Clean Water Action claims the agreement will allow the plant to discharge into the Mon before it has the treatment technology needed to remove total dissolved solids (TDS) from its wastewater.

The agreement gives the company three years to upgrade its treatment technology to meet TDS removal standards; however, discharges will be allowed from the plant prior to these upgrades, the group said.

Earthjustice raises additional issues in its filing with the hearing board, said Deborah Goldberg of Earthjustice.

Goldberg said the original permit granted to the company by DEP failed to include effluent limits required by federal law for a number of chemicals.

The consent agreement includes limits on some chemicals but only on a "limited set," Goldberg said. Among those it fails to limit are some known to be generated by natural gas drilling, she said.

DEP is requiring other proposed treatment plants that expect to handle gas well wastewater to limit or monitor the amounts of toxic chemicals they discharge into drinking water sources. Not so with the Shallenberger plant, the group said.

The agreement will allow dumping of untreated fluids into the river without any testing for most of the dangerous chemicals common in gas wastes, including known carcinogens such as benzene, it said.

DEP issued a discharge permit to Shallenberger in September 2008. After TDS levels in the river exceeded water quality standards last fall, DEP entered into negotiations with Shallenberger to amend the permit. Earthjustice also maintains negotiations were conducted privately and the outcome was never subject to public review.

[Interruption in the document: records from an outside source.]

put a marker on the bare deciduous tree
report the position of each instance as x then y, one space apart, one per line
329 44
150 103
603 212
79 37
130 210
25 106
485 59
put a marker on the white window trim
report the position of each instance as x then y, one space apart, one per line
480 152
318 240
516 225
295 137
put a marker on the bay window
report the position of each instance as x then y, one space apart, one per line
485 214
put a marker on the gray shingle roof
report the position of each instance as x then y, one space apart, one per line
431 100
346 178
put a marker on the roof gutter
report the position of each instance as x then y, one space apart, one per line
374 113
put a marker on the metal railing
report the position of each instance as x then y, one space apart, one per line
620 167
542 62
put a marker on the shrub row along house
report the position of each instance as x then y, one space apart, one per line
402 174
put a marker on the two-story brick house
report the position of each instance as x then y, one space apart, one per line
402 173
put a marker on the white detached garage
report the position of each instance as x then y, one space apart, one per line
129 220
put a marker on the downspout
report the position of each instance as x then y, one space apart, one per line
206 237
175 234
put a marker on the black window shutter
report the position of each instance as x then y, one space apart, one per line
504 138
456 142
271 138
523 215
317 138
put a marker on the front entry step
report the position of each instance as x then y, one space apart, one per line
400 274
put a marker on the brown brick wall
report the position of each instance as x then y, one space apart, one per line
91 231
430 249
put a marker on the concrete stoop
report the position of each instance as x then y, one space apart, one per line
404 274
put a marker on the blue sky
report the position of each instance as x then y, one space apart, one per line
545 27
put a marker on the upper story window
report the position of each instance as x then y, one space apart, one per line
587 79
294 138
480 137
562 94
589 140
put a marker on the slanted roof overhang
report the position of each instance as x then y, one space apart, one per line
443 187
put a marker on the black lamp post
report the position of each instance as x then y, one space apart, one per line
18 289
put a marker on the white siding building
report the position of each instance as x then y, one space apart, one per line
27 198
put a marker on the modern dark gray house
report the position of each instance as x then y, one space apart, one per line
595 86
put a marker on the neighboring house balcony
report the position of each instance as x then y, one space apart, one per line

DEP spokeswoman Helen Humphreys could not be reached Tuesday but said earlier that the department issued a permit to the company prior to any problems with TDS on the river. A consent order was then approved in August 2009 modifying the permit because of water quality issues on the Mon, she said.

The plant, which is now being built, will be able to discharge wastewater without treating for TDS; however, it will only be allowed to discharge when levels of TDS and sulfates in the river are low, she said.